Une autre faction de Jaich al Mouhajirine wal Ansar est restée sous la direction de Salaheddine Al Chichani, arrivé aussi à travers les gorges de Pankissi. Au moment de la division en 2013, Saleheddine Al Chichani n’a pas appuyé Abou Omar al Chichani et il s’est maintenu fidèle à l’Émirat du Caucase, jurant allégeance à ses leaders, d’abord Dokou Oumarov et ensuite Aliaskhab Kebekov. À l’été 2015, une nouvelle division s’est produite parmi les rangs de Jaich al Mouhajirine wal Ansar : Saleheddine al Chichani a quitté le groupe et il a défini son unité comme l’Émirat du Caucase en Syrie. En juillet 2015, il a confirmé son allégeance au nouveau leader de l’Émirat du Caucase, Magomed Suleymanov. « Nous, les moudjahidines du Caucase, nous sommes heureux d’apprendre la désignation d’Abou Ousman Guimrinski [Magomed Suleymanov] en tant qu’émir de l’Émirat du Caucase […]. Moi, Chichani, représentant de l’Émirat du Caucase à Sham, je jure mon allégeance à Abou Ousman Guimrinski et je lui obéirais pour autant qu’il suive le Coran et la Sunna », déclarait Al Chichani (Bill Roggio, The Long War Journal, 10 juillet 2015). Les autres combattants du Caucase du Nord qui appartenaient à Jaich al-Mouhajirine wal Ansar, se sont unis au Front al Nosra.

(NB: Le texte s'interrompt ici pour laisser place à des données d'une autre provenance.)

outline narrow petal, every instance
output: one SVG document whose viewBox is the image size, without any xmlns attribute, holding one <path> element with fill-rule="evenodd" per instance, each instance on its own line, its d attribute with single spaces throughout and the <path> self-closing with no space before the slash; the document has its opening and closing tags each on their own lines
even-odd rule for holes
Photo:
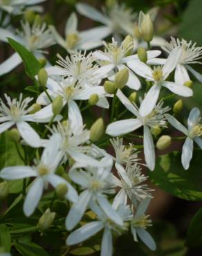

Après l’expansion de l’EI en Syrie et en Irak, le flux de miliciens en provenance de la Russie a augmenté. En même temps, les jihadistes de Syrie et d’Irak prient les moudjahidines ayant des liens avec le Caucase du Nord de retourner chez eux pour poursuivre le jihad là-bas. Été 2013, Salaheddine se dirigeait aux moudjahidines du Caucase du Nord arrivés de Syrie, en leur conseillant de rester dans le Caucase. Dans sa déclaration, il a affirmé : « Il ne faut pas quitter le lieu où l’on effectue un jihad pour choisir d’autres destinations » (Kavkaz Center, 31 juillet 2013). De plus, en s’engageant à appuyer Aliaskhab Kebekov, les combattants pro-Émirat du Caucase en Syrie ont confirmé leur disponibilité pour lutter dans le Caucase du Nord : « Tu dois savoir, cheikh, que tu as des combattants dans le territoire du Caucase du Nord et à Sham, et sur les territoires d’autres pays, et qu’ils sont tous prêts à revenir chez eux à la première occasion et lutter sous ta direction » (Radio Free Europe Radio Liberty, 31 mars 2014).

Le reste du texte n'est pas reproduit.